Very carefully, she managed to extricate her hand without giving offense. That, too, was training from way back when.

“So you’re the one.” She laughed.

Reese looked at her, his face a mask of confusion. Moira McCormick’s movies broke records. There was even talk of there being an Oscar nomination for her last role as a turn-of-the-century Irish freedom fighter. How could she downplay attendance?

“What? Oh, that’s a joke?” And then Reese laughed as if he’d just caught the humor of it. He looked up at her much like a puppy looked at its master.

Shaw struggled not to scowl. He’d never seen Reese like this. Just showed you never really knew a person. His impatience began to break through.

“So you want to do what? Ask us questions? Pick our brains?” He glanced at his partner. “Such as they are,” he added.

Moira exchanged looks with the chief. It was clear that she wanted to take the lead here. “Actually, I’d like to do more than that.”

He really didn’t like the sound of this. He especially didn’t like the fact that his uncle had obviously yielded center stage to this Hollywood bit of fluff.

“More?” he echoed. “More as in how?”

“As in riding along with you for the next week or so.” She uttered every word as if it were a sane request.

If granted at all, ride-alongs were usually conducted by patrol officers along routes they knew ahead of time were going to be safe, or as safe as could be hoped for. He and Reese did not patrol fantasyland. They went where the action was.

This time, he scowled darkly at her. “During work hours?”

Moira had a feeling she was being challenged. Nothing made her feel more alive. It reminded her of the old days. “That would be the point.”

“Oh, no, no. Sorry, out of the question. We don’t do taxi service.”

Brian took a step forward, his message clear. Shaw was to toe the line.

“Shaw—” Brian began, then looked surprised as Moira held up her hand, unconsciously silencing him. Ever since she could remember, she was accustomed to fighting every battle for herself. She’d come here looking for resistance, because only a real, dedicated detective was going to be of use to her.

“You wouldn’t be driving me around. I’d be an observer. You wouldn’t even know I was there,” Moira assured him.

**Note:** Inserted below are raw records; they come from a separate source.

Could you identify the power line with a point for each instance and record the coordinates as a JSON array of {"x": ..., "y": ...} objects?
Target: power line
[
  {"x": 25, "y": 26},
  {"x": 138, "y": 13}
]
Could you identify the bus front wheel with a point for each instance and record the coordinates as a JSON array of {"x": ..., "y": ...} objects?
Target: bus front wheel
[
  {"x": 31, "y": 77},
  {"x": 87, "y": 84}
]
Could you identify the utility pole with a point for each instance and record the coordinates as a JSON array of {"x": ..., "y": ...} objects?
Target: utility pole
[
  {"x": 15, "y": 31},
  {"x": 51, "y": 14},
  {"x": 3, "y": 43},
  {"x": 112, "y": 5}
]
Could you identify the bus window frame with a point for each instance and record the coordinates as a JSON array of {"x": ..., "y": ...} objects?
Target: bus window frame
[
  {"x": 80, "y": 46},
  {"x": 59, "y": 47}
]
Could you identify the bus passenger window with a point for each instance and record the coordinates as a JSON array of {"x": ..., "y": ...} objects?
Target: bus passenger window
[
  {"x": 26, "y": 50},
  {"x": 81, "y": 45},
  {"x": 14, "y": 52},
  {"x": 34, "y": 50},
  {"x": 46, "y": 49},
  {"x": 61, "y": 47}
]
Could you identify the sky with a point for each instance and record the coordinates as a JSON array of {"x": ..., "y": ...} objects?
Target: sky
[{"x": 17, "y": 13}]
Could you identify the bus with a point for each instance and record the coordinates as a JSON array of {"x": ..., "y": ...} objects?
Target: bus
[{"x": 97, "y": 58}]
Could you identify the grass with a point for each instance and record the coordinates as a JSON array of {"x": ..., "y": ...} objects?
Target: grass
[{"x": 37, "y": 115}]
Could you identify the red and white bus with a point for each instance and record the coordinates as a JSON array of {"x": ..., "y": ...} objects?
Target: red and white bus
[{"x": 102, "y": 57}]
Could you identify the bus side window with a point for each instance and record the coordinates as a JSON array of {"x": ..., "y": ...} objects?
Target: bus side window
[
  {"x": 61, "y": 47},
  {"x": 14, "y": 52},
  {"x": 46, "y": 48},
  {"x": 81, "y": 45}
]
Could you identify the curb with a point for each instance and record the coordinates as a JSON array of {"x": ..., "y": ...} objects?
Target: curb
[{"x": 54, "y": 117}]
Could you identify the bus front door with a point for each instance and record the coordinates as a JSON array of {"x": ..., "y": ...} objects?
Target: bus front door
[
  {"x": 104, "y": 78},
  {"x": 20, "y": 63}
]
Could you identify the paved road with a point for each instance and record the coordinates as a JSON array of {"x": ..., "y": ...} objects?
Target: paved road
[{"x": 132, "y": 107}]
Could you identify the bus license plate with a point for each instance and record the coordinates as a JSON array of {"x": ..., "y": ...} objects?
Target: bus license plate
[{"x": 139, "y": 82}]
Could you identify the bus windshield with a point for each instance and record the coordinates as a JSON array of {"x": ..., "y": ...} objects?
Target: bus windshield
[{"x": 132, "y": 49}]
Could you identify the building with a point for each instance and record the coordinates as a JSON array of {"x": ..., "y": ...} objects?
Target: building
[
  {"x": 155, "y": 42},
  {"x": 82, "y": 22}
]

The way she looked at him made Shaw feel as if there was no one else in the room. He supposed that was part of her attraction. And her weapon. He shook himself mentally free.

“I highly doubt that.”

A man would have to be dead three days to be oblivious to her. He saw amusement play along her lips. Shaw deliberately shifted his eyes toward his uncle, who seemed rather amused by the whole exchange. Had everyone gone crazy? Shaw shifted, his body language asking for a private audience with his uncle.

“With all due respect, sir, wouldn’t she be better off observing another woman?” He thought of his sister. Now there was someone who wouldn’t mind serving as tour guide. She had the patience, the temperament for it. “Callie, for instance—”

Brian shook his head. “None of the female detectives are in Vice and Vice is what Ms. McCormick wants to observe.”

“Then team her up with another pair of detectives,” he suggested firmly.

Reese made a strange, protesting noise that sounded like the gurgle of a castaway going down for the third time.